Hit “Tile” in the “Window” Pulldown Menu to configure the display
This example has a few simulation types for Evolution in Tumors. Namely neutral variation and simple somatic simulation. The user can also select different cancer treatments to be used against the tumor and explore their results in the cancer's progression (growth, death, and evolution). The simulated tumor may evolve resistance to treatments.
What Story Would We Tell if We Were Thinking About Cancer for the First Time?
Cancer is a group of diseases involving abnormal cell growth with the potential to invade or spread to other parts of the body
•For a cell to become cancerous it needs to respond inappropriately to the signals that normally regulate cell proliferation. Specifically, it must proliferate in situations when a normal cell would not. Such proliferation, by itself, results in disorganization of tissue and may create a tumor, but not a cancer
•In order to be cancerous the cell must also not respond appropriately to cell death signals, which would normally recognize the inappropriate proliferation and cause the cell to arrest or die
•Cancer is a process, the nature of the cells and tumor change continually during the progression of the disease
•To become invasive, the cell must also alter its interactions with neighboring cells and increase its motility allowing it to move from its original location and create new tumors (we won’t discuss much today)
•In order to be cancerous the cell must also not respond appropriately to cell death signals, which would normally recognize the inappropriate proliferation and cause the cell to arrest or die
•Cancer is a process, the nature of the cells and tumor change continually during the progression of the disease
•To become invasive, the cell must also alter its interactions with neighboring cells and increase its motility allowing it to move from its original location and create new tumors (we won’t discuss much today)
Space Competition Model
A very simplified model where the cells compete for a single limiting resource, space to survive and grow (in reality competition is more complicated)
Loosely based on papers by Heiko Enderling and collaborators (original version of the model written many years ago with Heiko)
Enderling, Heiko, et al. "A mathematical model of breast cancer development, local treatment and recurrence." Journal of theoretical biology 246 (2007): 245-259.
Enderling, Heiko, et al. "Paradoxical dependencies of tumor dormancy and progression on basic cell kinetics." Cancer research 69 (2009): 8814-8821.
Gao, Xuefeng, et al. "Cell-cell interactions in solid tumors—the role of cancer stem cells." New Challenges for Cancer Systems Biomedicine.

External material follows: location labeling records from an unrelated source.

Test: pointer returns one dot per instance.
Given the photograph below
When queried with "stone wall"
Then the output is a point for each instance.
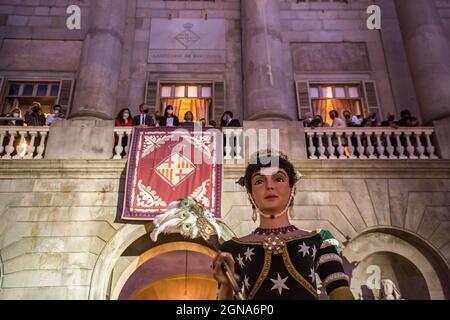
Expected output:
(326, 23)
(138, 68)
(58, 238)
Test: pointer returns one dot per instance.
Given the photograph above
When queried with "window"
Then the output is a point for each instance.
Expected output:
(339, 97)
(194, 97)
(22, 94)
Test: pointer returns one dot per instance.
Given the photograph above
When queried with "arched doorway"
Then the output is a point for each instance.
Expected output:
(171, 270)
(389, 266)
(400, 255)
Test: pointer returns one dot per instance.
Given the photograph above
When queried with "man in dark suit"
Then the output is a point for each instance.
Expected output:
(228, 121)
(143, 119)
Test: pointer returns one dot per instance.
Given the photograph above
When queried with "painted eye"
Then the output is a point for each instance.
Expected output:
(183, 215)
(185, 202)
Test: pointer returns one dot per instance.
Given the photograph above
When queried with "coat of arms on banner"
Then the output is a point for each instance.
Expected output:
(167, 164)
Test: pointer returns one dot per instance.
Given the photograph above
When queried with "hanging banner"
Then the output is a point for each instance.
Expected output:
(167, 164)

Springer, Milano, 2012. 191-204.
Enderling, Heiko, and Philip Hahnfeldt. "Cancer stem cells in solid tumors: Is ‘evading apoptosis a hallmark of cancer?" Progress in biophysics and molecular biology 106 (2011): 391-399.
Three Cell types:
Stem cells (which can divide an unlimited number of times) Somatic cells (which die after a given number of divisions)
Necrotic cells (dying cells which rapidly disappear)
Two evolvable parameters:
Frequency with which stem cell division gives rise to extra or missing stem cells “Stemness”
Number of Generations before somatic cells die from senescence
Heritable Mutations May Occur at any Division
Neutral Variation
In our simulation we want all of the changes in our evolving parameters P, the number of stem-cell offspring of a stem cell division and Rho, the number of generations a somatic cell can divide before it dies of senescence to change ONLY because of selection not because of bias in the variation algorithm
Getting variation to be neutral is tricky, so the simulation has a demonstration in which these parameters mutate but have no effect on cell survival
If the variation is neutral, then these parameters should change only a small amount and the direction of change should be random run to run
Select “killing_type” “Constant Killing Somatic Only”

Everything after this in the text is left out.